Cuando
amanece en La Habana
Manuel David Orrio, CPI / CubaNet
LA HABANA, octubre - Ha llegado el primero de esos eufemísticos
frentes fríos que caracterizan a la capital de Cuba, un poco cargado de
lluvias y provisto de ráfagas de aire que levantan las faldas de las
hembras. Días nublados, cual metáforas, parecen acompañar a
la pregunta en los labios de todos cuando amanece en La Habana: "¿A cuánto
está el dólar hoy?"
Por encima del complejo acontecer del convulso mundo, más allá
de las mesas redondas televisadas donde los reportes de prensa de Al-Jazzeera
gozan de vulgar privilegio, no obstante los editoriales del diario Granma,
dedicados al combate verbal sobre la retirada de los rusos del Centro
Redioelectrónico de Lourdes, a pesar de tanto ruido, el mundo real del
habanero de a pie se concentra en conocer e incluso pronosticar a qué
precio podrá adquirir el dólar inevitable. En menos de un mes su
valor en las casas de cambio del Estado ascendió de 21 a 26 pesos.
Noticias llegadas del interior hacen pensar en lugares por donde debe de andar
por los treinta.
Las tensiones alrededor del precio del dólar han hecho cambiar
algunas rutinas habaneras. Las colas en las casas de cambio son el mejor índice.
Mientras la moneda estadounidense se mantuvo estable entre 21 y 22 pesos la
unidad se consideró como algo normal -incluso práctico- que el
cambio informal hiciera del billete de a dólar un equivalente a veinte
pesos, que como tal funcionaba para los tratos con los negocios por cuenta
propia y hasta en algunos establecimientos estatales, que operan en moneda
nacional.
Así era, hasta que el ascenso en el precio del dólar ha
impuesto nuevas conductas, las cuales pueden explicar el aumento en el número
de personas que optan por vender parte de sus divisas a las casas de cambio, con
lo que el gobierno de Fidel Castro logra recaudar los dólares atesorados
por la población con mayor rapidez.
La gente prefiere ahora poseer a la mano ambas monedas, pues en aquellos
espacios donde antes existió la convención "un dólar,
veinte pesos", un interés comercial pretende mantener la misma, o sólo
aceptar pequeñas variaciones que incrementan lo pagado por el cliente,
quien saldría perdiendo de aceptar tales conversiones. Entonces, la gente
concluye: con dólares lo vendido en dólares, con pesos lo mercado
en pesos.
Esa tensión avisa: no por gusto se acompaña de ascensos en los
precios de los alimentos y de la caída de las ofertas en las tiendas
dolarizadas donde, por cierto, se han producido rebajas ocasionales de artículos
de primera necesidad, como si por algún lado hubiese una momentánea
hambre de divisas, más allá de la crónica.

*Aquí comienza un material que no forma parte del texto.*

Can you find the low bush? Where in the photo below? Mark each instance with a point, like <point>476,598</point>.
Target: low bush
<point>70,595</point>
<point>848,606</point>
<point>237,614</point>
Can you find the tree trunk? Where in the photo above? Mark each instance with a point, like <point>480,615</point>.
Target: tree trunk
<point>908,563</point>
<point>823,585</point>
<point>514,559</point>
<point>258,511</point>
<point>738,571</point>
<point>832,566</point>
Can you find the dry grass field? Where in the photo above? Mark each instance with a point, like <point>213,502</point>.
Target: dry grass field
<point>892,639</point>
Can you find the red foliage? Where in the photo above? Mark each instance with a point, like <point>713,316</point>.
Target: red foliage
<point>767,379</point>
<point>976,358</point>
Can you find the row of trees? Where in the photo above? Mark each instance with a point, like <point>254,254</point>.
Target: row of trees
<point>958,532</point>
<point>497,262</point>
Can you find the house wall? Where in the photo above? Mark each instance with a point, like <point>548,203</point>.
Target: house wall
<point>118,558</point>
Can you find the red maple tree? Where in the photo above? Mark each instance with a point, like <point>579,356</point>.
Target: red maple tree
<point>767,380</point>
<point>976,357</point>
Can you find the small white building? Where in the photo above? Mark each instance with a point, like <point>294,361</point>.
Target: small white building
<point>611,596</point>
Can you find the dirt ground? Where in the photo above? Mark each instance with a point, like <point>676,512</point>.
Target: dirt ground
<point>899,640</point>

Amanece en La Habana, pero los periódicos del día dedican la
mayor parte de sus espacios a cuanto sea útil para eludir tema tan
importante para el cubano de a pie como es la cotización del dólar,
sus implicaciones, lo cual permite a rumores y especulaciones "hacer zafra".
Nadie habla, pero muchos se preguntan cómo será este fin de año
en La Habana.
Mientras tanto, el ministro de Turismo hace pronósticos optimistas
para la temporada, los que se acompañan de informes según los
cuales el vicepresidente Carlos Lage habría comenzado a reconocer el rol
jugado por las remesas familiares en la economía cubana. La prensa calla,
pero se afirma que lo ha dicho en círculos más amplios de los
acostumbrados para la censura isleña, y quizás para sorpresa de
algunos ciegos que no quieren ver las objetivas interdependencias creadas entre
Cuba y Estados Unidos, en términos de una seguridad nacional que ambos países
necesitan, más allá de los debates políticos.
Hay quien dice, entre disidentes, que la isla inició un proceso de
adaptación forzosa a los nuevos escenarios creados tras el crimen del 11
de septiembre, que rebasa el gesto de la acostumbrada agresividad verbal por el
lado del gobierno. Por ahora, a mi juicio, son conjeturas, pero conjeturas sobre
las cuales conviene estar alerta. No por gusto el ojo atento del instinto
popular identificó al instante lo único que, a sus efectos, vale
vigilar bien de cerca: la cotización del dólar. Curioso, muy
curioso, y no sólo por mera supervivencia, que sea ésta la
verdadera noticia del día, cuando amanece en La Habana.